Wie haben Sie es geschafft, so große Events zu veranstalten? Immerhin 700 Menschen passen noch bei Bestuhlung in die Sport- und Kulturhalle Garbenteich.

Alle Helfer kamen aus der Familie, dem Freundeskreis oder den begünstigten Vereinen. Wir haben sie motiviert und dann standen sie am Veranstaltungsabend auf der Matte. Organisation, Struktur und die gesamte Büroarbeit habe ich mir mit meiner Nachbarin geteilt. Vor allem haben mich auch unsere beiden Söhne und meine Mutter immer unterstützt, sonst hätte das alles ja gar nicht funktioniert. Sie haben das Telefon bedient, Bestellungen angenommen und auch beim Aufbau oder Catering geholfen. Es waren aufregende Jahre, die mich sehr geprägt haben. Mir wurde immer mehr klar, dass es gilt: Wo ein Wille ist, da ist auch ein Weg. Kommunikation ist mein Steckenpferd und damit hat die gelernte Industrie-Kauffrau für sich und ihre Kunden immer Erfolg gehabt.

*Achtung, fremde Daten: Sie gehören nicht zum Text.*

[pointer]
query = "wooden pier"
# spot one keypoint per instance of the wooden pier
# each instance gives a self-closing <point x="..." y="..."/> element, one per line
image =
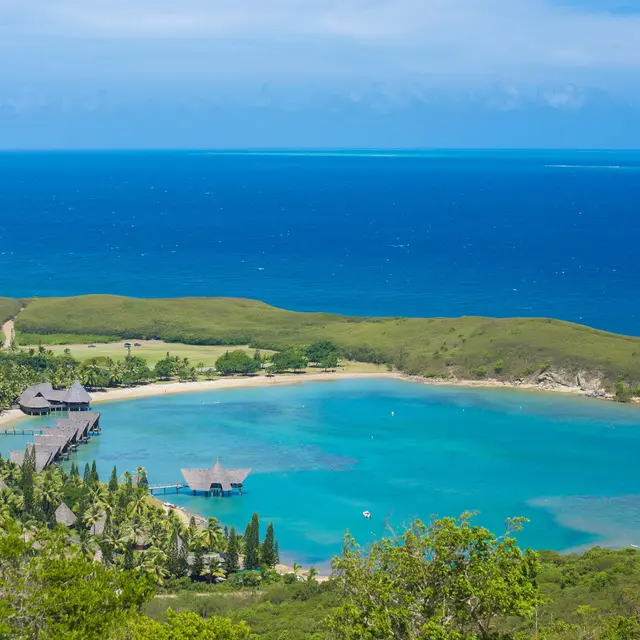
<point x="164" y="487"/>
<point x="22" y="432"/>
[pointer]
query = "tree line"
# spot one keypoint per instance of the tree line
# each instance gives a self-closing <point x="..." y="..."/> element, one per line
<point x="22" y="368"/>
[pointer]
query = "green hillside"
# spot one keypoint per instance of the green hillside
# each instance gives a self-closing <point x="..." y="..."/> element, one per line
<point x="469" y="347"/>
<point x="9" y="307"/>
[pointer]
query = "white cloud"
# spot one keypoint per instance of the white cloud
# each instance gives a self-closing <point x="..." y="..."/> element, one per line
<point x="422" y="42"/>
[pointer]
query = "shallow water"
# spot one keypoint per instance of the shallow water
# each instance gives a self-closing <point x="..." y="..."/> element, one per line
<point x="322" y="453"/>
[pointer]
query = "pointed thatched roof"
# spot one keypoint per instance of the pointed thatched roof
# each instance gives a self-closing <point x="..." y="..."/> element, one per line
<point x="65" y="516"/>
<point x="217" y="477"/>
<point x="37" y="401"/>
<point x="77" y="394"/>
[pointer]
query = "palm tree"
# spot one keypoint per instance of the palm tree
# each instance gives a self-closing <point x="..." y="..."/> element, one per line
<point x="133" y="530"/>
<point x="10" y="472"/>
<point x="212" y="538"/>
<point x="49" y="489"/>
<point x="99" y="495"/>
<point x="154" y="564"/>
<point x="88" y="546"/>
<point x="138" y="506"/>
<point x="212" y="570"/>
<point x="92" y="515"/>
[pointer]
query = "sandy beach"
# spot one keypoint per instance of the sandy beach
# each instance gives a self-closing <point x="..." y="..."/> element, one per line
<point x="12" y="417"/>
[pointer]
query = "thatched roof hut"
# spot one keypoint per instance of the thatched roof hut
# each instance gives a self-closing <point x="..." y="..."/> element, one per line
<point x="65" y="516"/>
<point x="217" y="477"/>
<point x="77" y="395"/>
<point x="34" y="403"/>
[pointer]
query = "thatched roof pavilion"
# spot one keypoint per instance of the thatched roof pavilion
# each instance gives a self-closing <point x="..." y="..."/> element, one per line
<point x="42" y="398"/>
<point x="217" y="478"/>
<point x="65" y="516"/>
<point x="34" y="404"/>
<point x="77" y="395"/>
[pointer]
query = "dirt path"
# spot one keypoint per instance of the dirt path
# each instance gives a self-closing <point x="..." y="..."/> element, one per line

Seit 2016 gibt es keine Konzerte mehr. Warum haben Sie ihre "Karriere" als Konzertveranstalterin beendet?

Als einer meiner Kunden meine freiberufliche Dienstleistung in der Agentur in einen festen Arbeitsvertrag wandeln wollte, habe ich mich zunächst geziert. Wo geht da meine Freiheit hin, fragte ich mich? Aber der Familienrat hat mir mehr Sicherheit empfohlen. Seit einigen Jahren arbeite ich nun in Vollzeit bei der Wohnbau GmbH in Gießen. Meine Power wird dort gebraucht. Und wie bekannt, kann man nicht gut auf mehreren Festen gleichzeitig tanzen.

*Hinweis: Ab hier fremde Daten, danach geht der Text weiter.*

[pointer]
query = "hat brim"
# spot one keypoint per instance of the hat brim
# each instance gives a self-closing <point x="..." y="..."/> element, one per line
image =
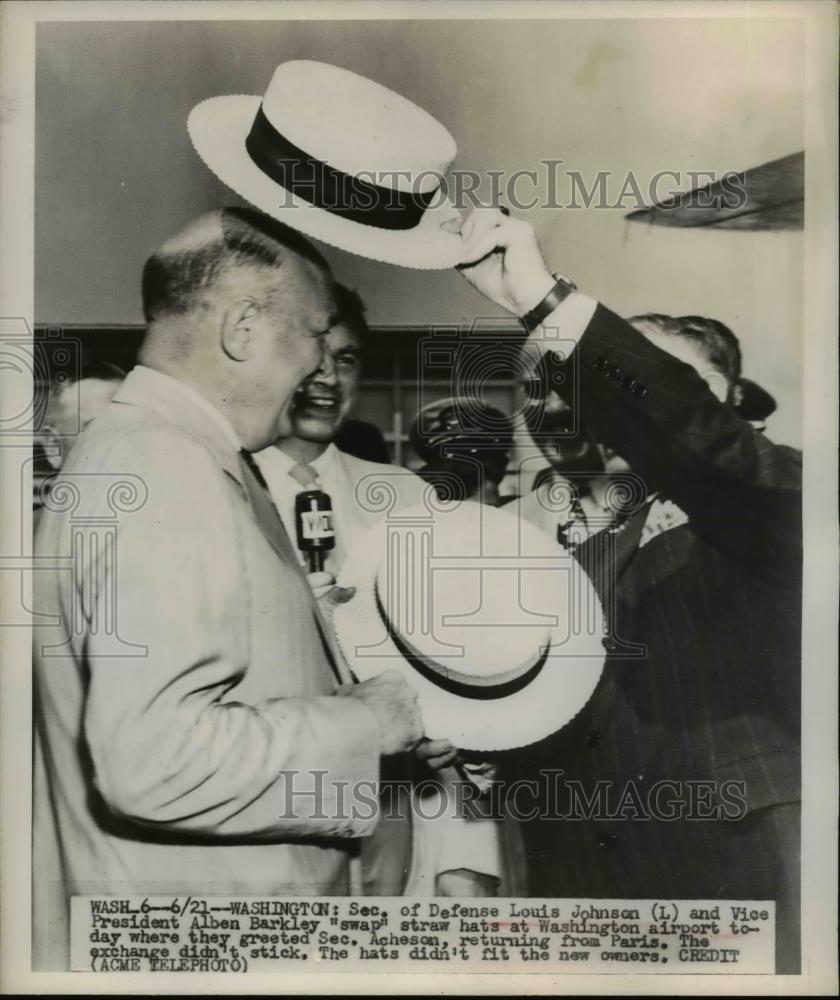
<point x="552" y="699"/>
<point x="218" y="128"/>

Wie sehen Sie heute den Abschied von "Kultur in Mittelhessen"?

Aus vielerlei Gründen war das die richtige Entscheidung. Damals merkten wir, dass viele Künstler neue Agenturen hatten, die lieber nur ganz große Hallen bespielen wollten und mehr Profit aus ihren Künstlern holen wollten. Das war nicht unsere Liga und erst recht nicht unser Ansinnen. Immer haben wir über Vernetzung Win-win-Situationen erreichen können, das heißt, auch die Gäste waren immer ganz nah dran, wurden persönlich betreut und schätzten unsere überschaubaren Veranstaltungen. Außerdem spürte ich Energiemangel, es gab mehr familiäre Verpflichtungen: Zeit zum Aufhören. Das tat weh, war aber genau der richtige Schritt und der richtige Zeitpunkt.

Das letzte Konzert von KiM war sicher noch einmal gut besucht?

Ein wundervolles Konzert im Advent 2016 von Pe Werner und Peter Grabinger in der Pankratius-Kirche rundete alles ab. Wir feierten danach in meinen Geburtstag rein, der 54. war das. 2017 wollten wir kürzertreten, haben dann aber einfach alles gestoppt. So lange ist das schon her? Es klingt immer noch nach...

Wie fühlt sich das alles im Rückblick an?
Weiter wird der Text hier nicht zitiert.